Kassenärztliche Bundesvereinigung: Ärzte beklagen ein Mehr an Bürokratie

Berlin (kbv/diz). "Die Gesundheitsreform hat zu einem enormen Zuwachs an Bürokratie geführt." Dies kritisierte Dr. Manfred Richter-Reichhelm, Erster Vorsitzender der Kassenärztlichen Bundesvereinigung (KBV) auf der Vertreterversammlung der Vertragsärzteorganisation am 17. Mai in Bremen. "Was mit den Disease-Management-Programmen an Bürokratiewahn begann, soll wohl jetzt auch in der Regelversorgung erfolgen."

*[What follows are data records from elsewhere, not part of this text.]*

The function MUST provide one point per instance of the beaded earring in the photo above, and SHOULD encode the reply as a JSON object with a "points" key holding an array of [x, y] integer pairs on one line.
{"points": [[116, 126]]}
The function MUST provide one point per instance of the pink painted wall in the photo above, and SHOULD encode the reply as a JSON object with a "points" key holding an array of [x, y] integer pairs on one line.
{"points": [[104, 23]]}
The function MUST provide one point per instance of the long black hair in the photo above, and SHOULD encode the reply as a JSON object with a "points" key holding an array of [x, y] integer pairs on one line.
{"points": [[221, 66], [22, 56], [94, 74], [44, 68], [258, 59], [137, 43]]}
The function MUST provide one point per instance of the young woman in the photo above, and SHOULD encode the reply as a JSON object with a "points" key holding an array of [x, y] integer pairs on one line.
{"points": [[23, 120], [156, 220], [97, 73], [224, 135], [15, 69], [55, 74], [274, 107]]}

Besonders unerfreulich sei die Entwicklung deswegen, weil der Gesetzgeber in der Einleitung und der Begründung des Gesetzes zur Modernisierung der gesetzlichen Krankenversicherung (GMG) das Gegenteil von dem anstrebte, was er letztlich bewirkt habe. Ein Grund für den Anstieg der Papierflut ist nach Ansicht des KBV-Chefs die Einführung der Praxisgebühr am 1. Januar. Die Patienten wüssten zwar, dass die Gebühr nicht dem Arzt, sondern den Krankenkassen zugute komme, und zeigten sich zahlungswillig, doch sei der Verwaltungsaufwand hoch. Er müsse eigentlich gesondert vergütet werden. Angemessen sei eine Pauschale von einem Euro pro Gebühreneinzug meinte Richter-Reichhelm.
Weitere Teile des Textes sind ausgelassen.